Written by Richard Nuttall
Published on January 27, 2014

With an aging population and decreasing pension benefits, it is only to be expected that some people are being forced to work longer to cope with the rising costs of living.

For many, this may mean working past their State Pension age, and with this currently being on a tiered scale, rising up to 68 depending upon your date of birth, you can check your state pension here.

For many employees, who in the past decided to work past State Pension age, they would have received an Age Exception Certificate (CA4140) from HMRC. This would have then been passed to their employer and confirmed that the employees’ liability to Class 1 (primary) National Insurance Contributions has stopped. However, recently HMRC have stopped issuing these certificates to employees, instead preferring that they present their employer with their birth certificate of passport to confirm their date of birth, and the employer retain a copy of this document.
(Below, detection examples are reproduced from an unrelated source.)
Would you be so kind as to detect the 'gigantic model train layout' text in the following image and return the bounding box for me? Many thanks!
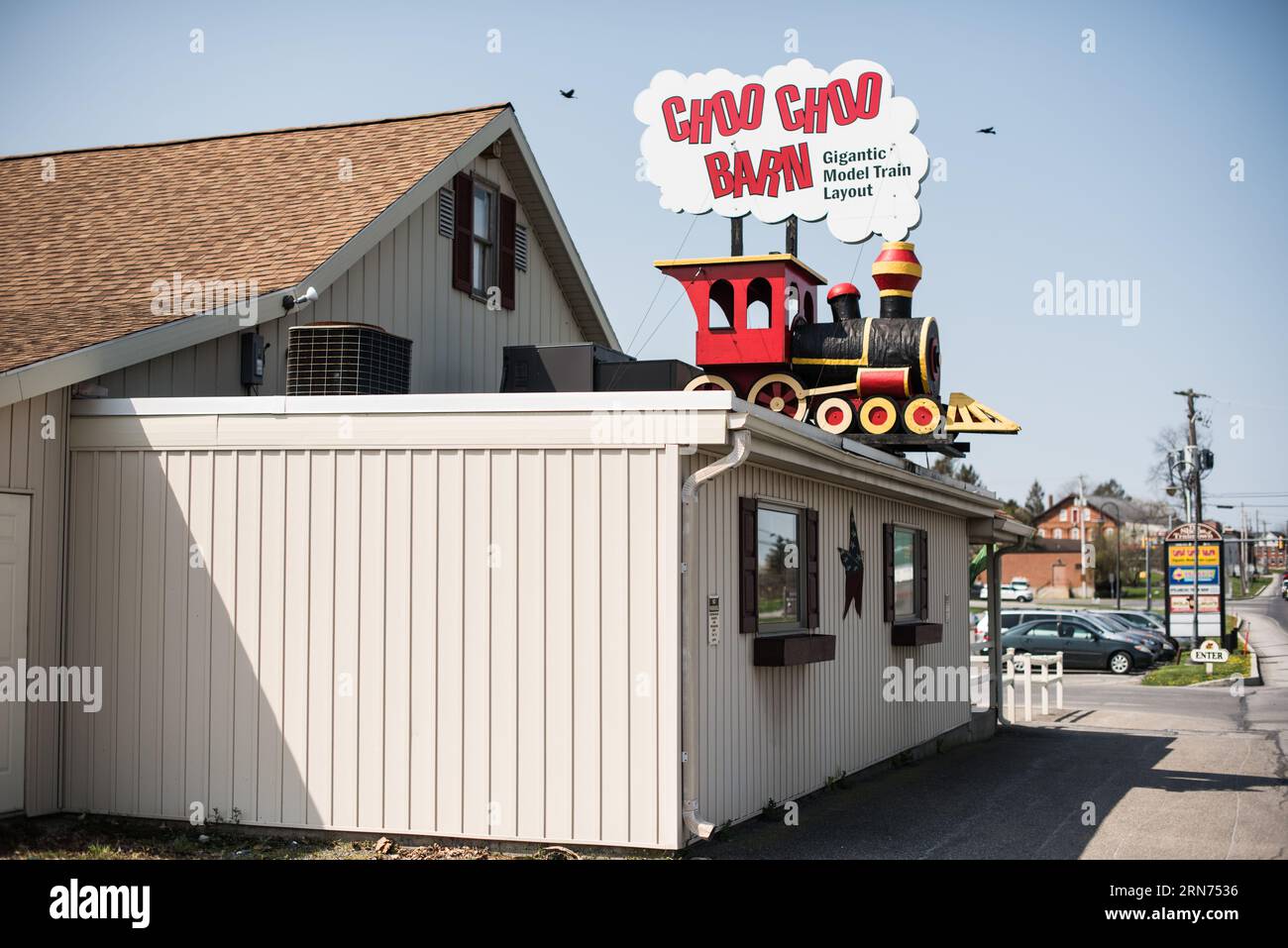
[654,241,1020,455]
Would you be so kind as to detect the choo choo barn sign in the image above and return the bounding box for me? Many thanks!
[635,59,928,244]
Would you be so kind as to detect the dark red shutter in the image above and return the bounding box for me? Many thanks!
[738,497,756,632]
[913,529,930,621]
[452,171,474,292]
[805,510,818,629]
[497,194,519,309]
[881,523,894,622]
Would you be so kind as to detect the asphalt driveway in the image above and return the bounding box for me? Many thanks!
[690,610,1288,859]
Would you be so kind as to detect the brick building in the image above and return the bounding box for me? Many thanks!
[978,494,1167,599]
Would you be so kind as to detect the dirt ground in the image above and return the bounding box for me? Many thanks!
[0,815,583,859]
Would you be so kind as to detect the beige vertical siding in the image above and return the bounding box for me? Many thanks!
[687,455,970,823]
[98,158,584,398]
[0,389,68,815]
[62,435,680,848]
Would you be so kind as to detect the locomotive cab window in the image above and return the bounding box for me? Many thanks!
[707,279,733,330]
[747,277,774,330]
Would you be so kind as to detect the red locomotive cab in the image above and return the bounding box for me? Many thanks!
[653,254,827,395]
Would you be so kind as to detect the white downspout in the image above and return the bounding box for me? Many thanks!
[680,430,751,840]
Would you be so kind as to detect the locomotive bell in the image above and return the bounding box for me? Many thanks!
[827,283,859,322]
[872,241,921,319]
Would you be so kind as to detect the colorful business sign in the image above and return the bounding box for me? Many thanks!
[635,59,930,244]
[1167,542,1221,567]
[1164,523,1225,639]
[1167,567,1221,586]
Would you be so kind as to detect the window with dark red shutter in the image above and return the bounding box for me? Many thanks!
[498,194,519,309]
[913,529,930,619]
[452,171,474,292]
[881,523,894,622]
[805,510,819,629]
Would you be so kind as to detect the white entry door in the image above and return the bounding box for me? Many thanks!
[0,493,31,812]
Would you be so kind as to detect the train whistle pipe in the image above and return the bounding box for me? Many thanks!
[680,430,751,840]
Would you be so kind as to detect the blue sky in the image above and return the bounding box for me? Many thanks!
[0,0,1288,528]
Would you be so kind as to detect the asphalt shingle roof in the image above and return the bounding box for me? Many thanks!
[0,106,506,370]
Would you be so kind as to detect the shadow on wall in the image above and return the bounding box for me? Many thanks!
[63,448,679,846]
[63,451,324,824]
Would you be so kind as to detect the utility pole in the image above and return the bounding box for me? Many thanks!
[1078,474,1087,599]
[1239,501,1248,595]
[1172,387,1205,648]
[1172,389,1207,523]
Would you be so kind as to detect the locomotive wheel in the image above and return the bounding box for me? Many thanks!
[814,395,854,434]
[684,374,737,394]
[747,372,808,421]
[903,398,941,434]
[859,395,899,434]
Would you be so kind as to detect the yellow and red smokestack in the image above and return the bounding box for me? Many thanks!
[872,241,921,318]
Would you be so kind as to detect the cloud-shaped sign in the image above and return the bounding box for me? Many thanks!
[635,59,930,244]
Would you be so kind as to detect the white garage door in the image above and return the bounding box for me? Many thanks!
[0,493,31,812]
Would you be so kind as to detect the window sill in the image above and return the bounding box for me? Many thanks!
[751,632,836,669]
[890,619,944,645]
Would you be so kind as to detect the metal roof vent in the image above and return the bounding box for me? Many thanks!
[286,322,411,395]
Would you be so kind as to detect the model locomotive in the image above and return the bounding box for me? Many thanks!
[654,241,945,441]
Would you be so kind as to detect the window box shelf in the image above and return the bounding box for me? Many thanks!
[752,632,836,669]
[890,622,944,645]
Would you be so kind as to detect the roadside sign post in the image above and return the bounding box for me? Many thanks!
[1190,639,1231,675]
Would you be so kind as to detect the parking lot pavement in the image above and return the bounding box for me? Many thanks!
[691,673,1288,859]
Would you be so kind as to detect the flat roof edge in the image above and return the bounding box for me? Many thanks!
[71,391,734,417]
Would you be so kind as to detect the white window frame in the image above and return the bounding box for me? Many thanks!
[756,497,808,634]
[471,176,501,299]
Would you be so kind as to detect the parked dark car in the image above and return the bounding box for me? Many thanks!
[1082,609,1176,662]
[984,613,1155,675]
[1100,609,1181,656]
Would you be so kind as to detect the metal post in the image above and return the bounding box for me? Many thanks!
[1100,500,1124,609]
[1145,527,1154,612]
[988,544,1002,709]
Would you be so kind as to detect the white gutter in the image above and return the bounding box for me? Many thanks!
[680,429,751,840]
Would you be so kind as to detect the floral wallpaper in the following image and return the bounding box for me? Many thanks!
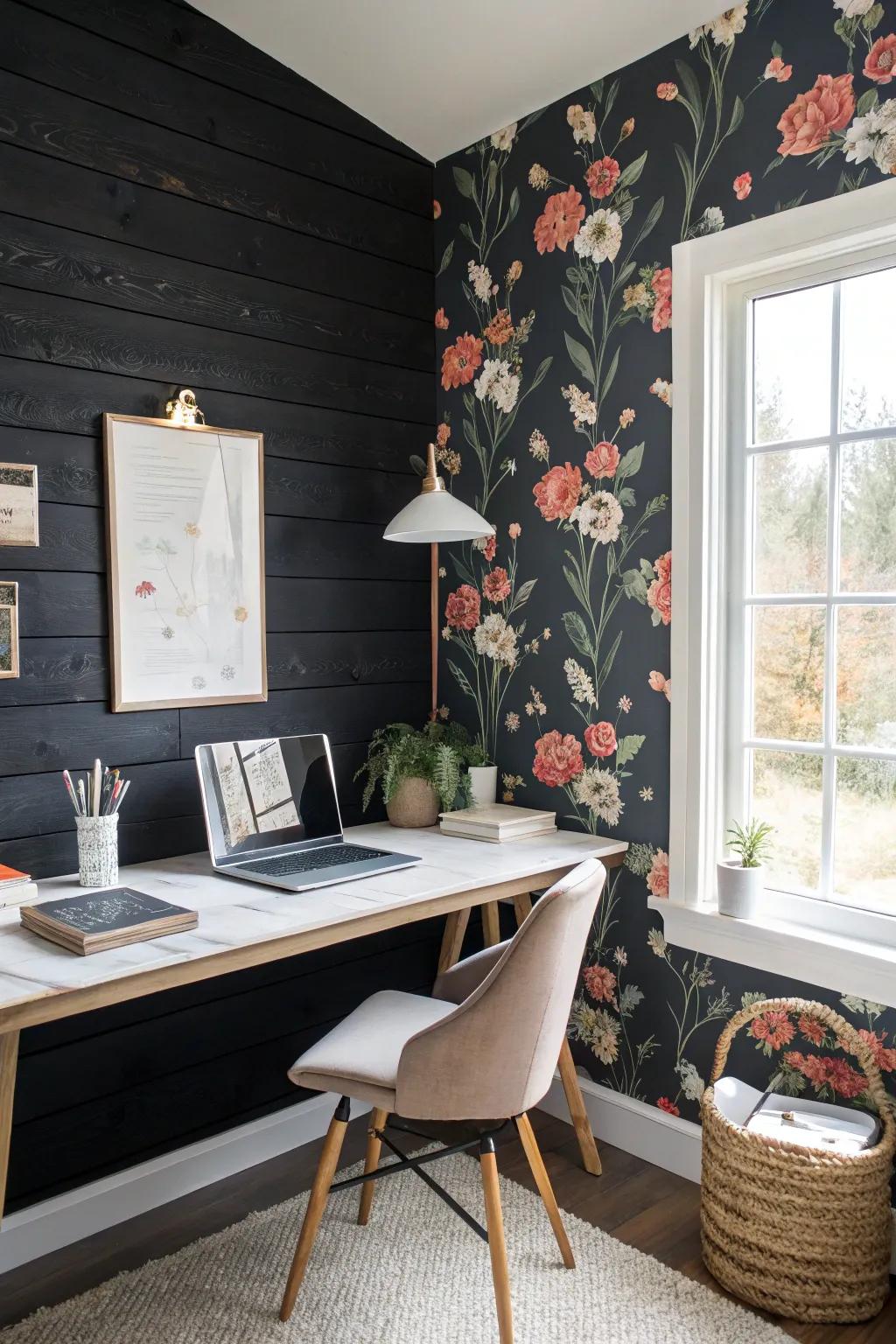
[434,0,896,1119]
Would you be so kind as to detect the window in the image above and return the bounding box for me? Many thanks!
[650,181,896,1005]
[725,266,896,915]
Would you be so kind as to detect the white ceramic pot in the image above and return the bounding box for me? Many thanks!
[716,859,766,920]
[470,765,499,808]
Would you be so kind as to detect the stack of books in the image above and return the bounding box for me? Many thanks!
[439,802,557,844]
[0,863,38,907]
[22,887,199,957]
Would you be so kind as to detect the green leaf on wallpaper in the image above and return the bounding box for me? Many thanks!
[617,149,648,191]
[599,346,622,402]
[617,442,643,481]
[563,332,598,389]
[622,570,648,606]
[563,612,594,659]
[510,579,539,612]
[435,239,454,276]
[447,659,475,700]
[676,60,703,117]
[594,630,622,695]
[452,164,475,200]
[617,732,646,769]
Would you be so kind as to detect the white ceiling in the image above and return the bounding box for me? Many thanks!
[193,0,721,160]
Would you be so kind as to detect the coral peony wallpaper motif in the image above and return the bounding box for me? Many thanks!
[435,0,896,1118]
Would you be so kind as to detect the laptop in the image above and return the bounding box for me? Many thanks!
[196,732,421,891]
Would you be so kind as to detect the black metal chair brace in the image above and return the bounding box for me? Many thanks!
[331,1096,510,1242]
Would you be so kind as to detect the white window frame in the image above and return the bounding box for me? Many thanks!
[658,181,896,1006]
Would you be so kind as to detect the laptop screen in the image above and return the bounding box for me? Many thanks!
[196,734,342,862]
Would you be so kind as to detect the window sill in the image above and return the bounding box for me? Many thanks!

In situations whereby employees are not forthcoming with either their birth certificate of passport, it is still possible for the employee to contact HMRC who will issue a letter confirming they have reached State Pension age.

National Insurance Contributions and Employer Office
Individuals Caseworker
Benton Park View
Newcastle upon Tyne
NE98 1ZZ

Unfortunately, the liability for employers doesn’t stop when an employee reaches State Pension age, and instead the employer pays standard National Insurance Contributions.